Jean Baccou, Jinzhao Zhang, Philippe Fillion, Guillaume Damblin, Alessandro Petruzzi, Rafael Mendizábal, Francesc Reventos, Tomasz Skorek, Mathieu Couplet, Bertrand Iooss, Deog-Yeon Oh, Takeshi Takeda, Nils Sandberg
Nuclear Science and Engineering | Volume 194 | Number 8 | August-September 2020 | Pages 721-736
Technical Paper | doi.org/10.1080/00295639.2020.1759310
Articles are hosted by Taylor and Francis Online.

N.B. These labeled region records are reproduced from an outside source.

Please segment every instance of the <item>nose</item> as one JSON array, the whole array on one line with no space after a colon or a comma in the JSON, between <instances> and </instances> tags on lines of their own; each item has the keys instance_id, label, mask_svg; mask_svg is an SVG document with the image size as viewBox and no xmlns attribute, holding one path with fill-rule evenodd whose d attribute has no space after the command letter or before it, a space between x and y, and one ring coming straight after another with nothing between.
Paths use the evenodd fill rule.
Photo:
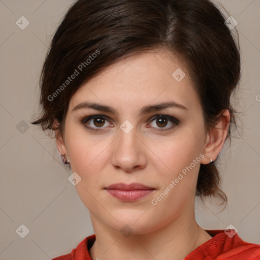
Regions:
<instances>
[{"instance_id":1,"label":"nose","mask_svg":"<svg viewBox=\"0 0 260 260\"><path fill-rule=\"evenodd\" d=\"M127 133L119 129L118 136L113 143L111 164L114 167L128 173L145 167L146 146L134 128Z\"/></svg>"}]
</instances>

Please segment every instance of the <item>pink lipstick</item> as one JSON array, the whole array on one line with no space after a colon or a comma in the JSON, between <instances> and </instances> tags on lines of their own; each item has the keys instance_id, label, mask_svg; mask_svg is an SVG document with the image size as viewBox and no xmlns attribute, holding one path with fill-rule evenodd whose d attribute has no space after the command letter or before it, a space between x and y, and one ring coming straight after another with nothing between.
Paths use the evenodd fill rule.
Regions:
<instances>
[{"instance_id":1,"label":"pink lipstick","mask_svg":"<svg viewBox=\"0 0 260 260\"><path fill-rule=\"evenodd\" d=\"M137 201L148 195L155 189L141 183L126 184L122 182L111 185L105 189L114 197L125 202Z\"/></svg>"}]
</instances>

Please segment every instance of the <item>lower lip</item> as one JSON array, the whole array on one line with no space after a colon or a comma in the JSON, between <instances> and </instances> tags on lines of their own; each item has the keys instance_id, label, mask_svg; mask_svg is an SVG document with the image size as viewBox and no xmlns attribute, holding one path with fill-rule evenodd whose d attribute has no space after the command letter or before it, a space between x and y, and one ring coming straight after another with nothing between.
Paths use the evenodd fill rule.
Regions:
<instances>
[{"instance_id":1,"label":"lower lip","mask_svg":"<svg viewBox=\"0 0 260 260\"><path fill-rule=\"evenodd\" d=\"M120 189L107 189L112 196L123 201L135 201L152 192L154 189L136 189L122 190Z\"/></svg>"}]
</instances>

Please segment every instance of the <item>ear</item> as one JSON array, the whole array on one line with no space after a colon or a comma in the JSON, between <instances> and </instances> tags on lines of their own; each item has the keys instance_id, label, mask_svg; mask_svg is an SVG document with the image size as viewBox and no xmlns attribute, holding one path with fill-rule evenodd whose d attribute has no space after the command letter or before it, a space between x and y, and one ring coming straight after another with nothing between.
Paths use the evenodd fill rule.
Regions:
<instances>
[{"instance_id":1,"label":"ear","mask_svg":"<svg viewBox=\"0 0 260 260\"><path fill-rule=\"evenodd\" d=\"M60 155L64 153L67 154L66 146L60 131L57 129L59 123L56 119L53 122L53 127L55 129L55 135L56 137L56 146Z\"/></svg>"},{"instance_id":2,"label":"ear","mask_svg":"<svg viewBox=\"0 0 260 260\"><path fill-rule=\"evenodd\" d=\"M229 110L223 111L219 116L219 121L216 125L207 134L203 154L205 157L201 160L203 165L210 162L210 159L214 161L220 152L229 133L230 113Z\"/></svg>"}]
</instances>

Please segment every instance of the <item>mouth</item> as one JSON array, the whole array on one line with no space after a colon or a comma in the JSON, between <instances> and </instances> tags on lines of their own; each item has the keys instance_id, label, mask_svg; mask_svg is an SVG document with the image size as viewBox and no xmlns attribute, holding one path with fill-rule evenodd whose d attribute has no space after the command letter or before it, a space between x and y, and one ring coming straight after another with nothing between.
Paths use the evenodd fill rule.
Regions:
<instances>
[{"instance_id":1,"label":"mouth","mask_svg":"<svg viewBox=\"0 0 260 260\"><path fill-rule=\"evenodd\" d=\"M133 202L144 198L155 190L141 183L130 184L120 183L105 188L114 198L124 202Z\"/></svg>"}]
</instances>

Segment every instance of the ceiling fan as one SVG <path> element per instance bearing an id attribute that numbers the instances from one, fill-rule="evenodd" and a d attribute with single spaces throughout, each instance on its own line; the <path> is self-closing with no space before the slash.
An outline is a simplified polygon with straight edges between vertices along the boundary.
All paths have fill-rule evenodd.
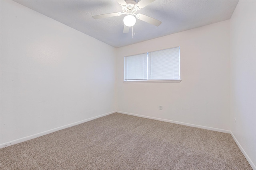
<path id="1" fill-rule="evenodd" d="M 159 26 L 162 23 L 161 21 L 141 14 L 135 14 L 138 10 L 142 9 L 155 0 L 141 0 L 138 3 L 136 3 L 135 0 L 117 0 L 117 2 L 122 7 L 122 13 L 118 12 L 99 15 L 92 16 L 92 18 L 95 19 L 98 19 L 126 14 L 126 16 L 124 17 L 123 20 L 124 25 L 123 33 L 128 33 L 130 27 L 135 24 L 136 18 L 134 16 L 139 20 L 156 26 Z"/>

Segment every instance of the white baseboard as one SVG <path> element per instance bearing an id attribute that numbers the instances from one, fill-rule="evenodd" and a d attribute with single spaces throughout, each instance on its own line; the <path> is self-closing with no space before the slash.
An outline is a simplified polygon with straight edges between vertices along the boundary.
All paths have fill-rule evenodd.
<path id="1" fill-rule="evenodd" d="M 248 156 L 246 153 L 245 152 L 245 151 L 243 149 L 243 148 L 242 147 L 242 146 L 241 146 L 241 145 L 240 145 L 238 141 L 237 141 L 237 140 L 234 136 L 232 132 L 230 131 L 229 131 L 228 130 L 222 129 L 221 129 L 215 128 L 214 127 L 208 127 L 207 126 L 201 126 L 200 125 L 194 125 L 193 124 L 187 123 L 186 123 L 181 122 L 177 121 L 174 121 L 170 120 L 158 118 L 157 117 L 151 117 L 150 116 L 138 115 L 137 114 L 131 113 L 130 113 L 124 112 L 124 111 L 116 111 L 116 112 L 117 113 L 120 113 L 125 114 L 129 115 L 132 115 L 133 116 L 138 116 L 141 117 L 151 119 L 154 120 L 159 120 L 160 121 L 166 121 L 167 122 L 172 123 L 173 123 L 178 124 L 179 125 L 185 125 L 186 126 L 190 126 L 192 127 L 198 127 L 199 128 L 203 129 L 204 129 L 210 130 L 211 131 L 216 131 L 220 132 L 224 132 L 225 133 L 229 133 L 231 135 L 231 136 L 233 137 L 233 139 L 234 139 L 234 140 L 235 141 L 235 142 L 236 142 L 236 145 L 237 145 L 238 146 L 238 147 L 241 150 L 243 154 L 244 154 L 244 157 L 245 157 L 245 158 L 246 159 L 246 160 L 250 164 L 251 166 L 252 166 L 252 169 L 254 170 L 256 170 L 256 166 L 255 166 L 255 165 L 254 164 L 253 162 L 252 162 L 252 160 L 251 160 L 250 157 Z"/>
<path id="2" fill-rule="evenodd" d="M 191 127 L 198 127 L 198 128 L 203 129 L 207 129 L 207 130 L 210 130 L 211 131 L 216 131 L 217 132 L 223 132 L 223 133 L 230 133 L 230 131 L 229 131 L 228 130 L 222 129 L 221 129 L 215 128 L 214 127 L 208 127 L 207 126 L 201 126 L 200 125 L 194 125 L 193 124 L 181 122 L 180 121 L 174 121 L 171 120 L 158 118 L 157 117 L 151 117 L 150 116 L 144 116 L 144 115 L 137 115 L 136 114 L 131 113 L 130 113 L 124 112 L 124 111 L 116 111 L 116 112 L 119 113 L 120 113 L 132 115 L 133 116 L 137 116 L 137 117 L 144 117 L 145 118 L 150 119 L 152 119 L 154 120 L 159 120 L 160 121 L 166 121 L 167 122 L 172 123 L 175 124 L 178 124 L 179 125 L 184 125 L 185 126 L 190 126 Z"/>
<path id="3" fill-rule="evenodd" d="M 32 135 L 30 136 L 28 136 L 26 137 L 23 137 L 22 138 L 20 138 L 18 139 L 14 140 L 14 141 L 10 141 L 9 142 L 6 142 L 6 143 L 2 143 L 0 145 L 0 148 L 8 147 L 9 146 L 12 145 L 13 145 L 16 144 L 17 143 L 20 143 L 23 142 L 25 142 L 25 141 L 28 141 L 29 140 L 38 137 L 40 137 L 40 136 L 43 136 L 45 135 L 47 135 L 49 133 L 51 133 L 53 132 L 54 132 L 56 131 L 59 131 L 60 130 L 62 130 L 64 129 L 67 128 L 68 127 L 69 127 L 72 126 L 75 126 L 76 125 L 79 125 L 79 124 L 82 123 L 83 123 L 86 122 L 87 121 L 88 121 L 90 120 L 92 120 L 98 118 L 99 117 L 102 117 L 103 116 L 105 116 L 107 115 L 110 115 L 110 114 L 114 113 L 115 113 L 115 112 L 116 112 L 116 111 L 111 111 L 111 112 L 107 113 L 106 113 L 99 115 L 98 116 L 95 116 L 93 117 L 91 117 L 89 119 L 87 119 L 80 121 L 77 121 L 76 122 L 74 122 L 72 123 L 69 124 L 68 125 L 65 125 L 64 126 L 61 126 L 60 127 L 57 127 L 56 128 L 54 128 L 52 129 L 49 130 L 48 131 L 45 131 L 44 132 L 41 132 L 38 133 L 37 133 L 36 134 Z"/>
<path id="4" fill-rule="evenodd" d="M 234 135 L 231 131 L 230 131 L 230 135 L 231 135 L 231 136 L 232 136 L 232 137 L 233 137 L 234 141 L 235 141 L 235 142 L 236 142 L 236 145 L 237 145 L 237 146 L 238 146 L 239 147 L 239 149 L 241 150 L 242 152 L 243 153 L 243 154 L 244 154 L 244 157 L 245 157 L 245 158 L 246 158 L 248 162 L 249 162 L 250 165 L 251 166 L 252 166 L 252 169 L 254 170 L 256 170 L 256 166 L 254 164 L 251 159 L 250 158 L 250 157 L 248 156 L 248 155 L 246 154 L 246 152 L 245 152 L 245 151 L 244 151 L 244 149 L 242 147 L 242 146 L 241 146 L 241 145 L 240 145 L 238 141 L 237 140 L 237 139 L 236 139 L 236 137 L 235 137 L 235 136 Z"/>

Uncertainty analysis is a key element in nuclear power plant deterministic safety analysis using best-estimate thermal-hydraulic codes and best-estimate-plus-uncertainty methodologies. If forward uncertainty propagation methods have now become mature for industrial applications, the input uncertainty quantification (IUQ) on the physical models still requires further investigations. The Organisation for Economic Co-operation and Development/Nuclear Energy Agency PREMIUM project attempted to benchmark the available IUQ methods, but observed a strong user effect due to the lack of best practices guidance. The SAPIUM project has been proposed toward the construction of a clear and shared systematic approach for IUQ. The main outcome of the project is a first “good-practices” document that can be exploited for safety study in order to reach consensus among experts on recommended practices as well as to identify remaining open issues for further developments. This paper describes the systematic approach that consists of five elements in a step-by-step approach to perform a meaningful model IUQ and validation as well as some good-practice guideline recommendations for each step.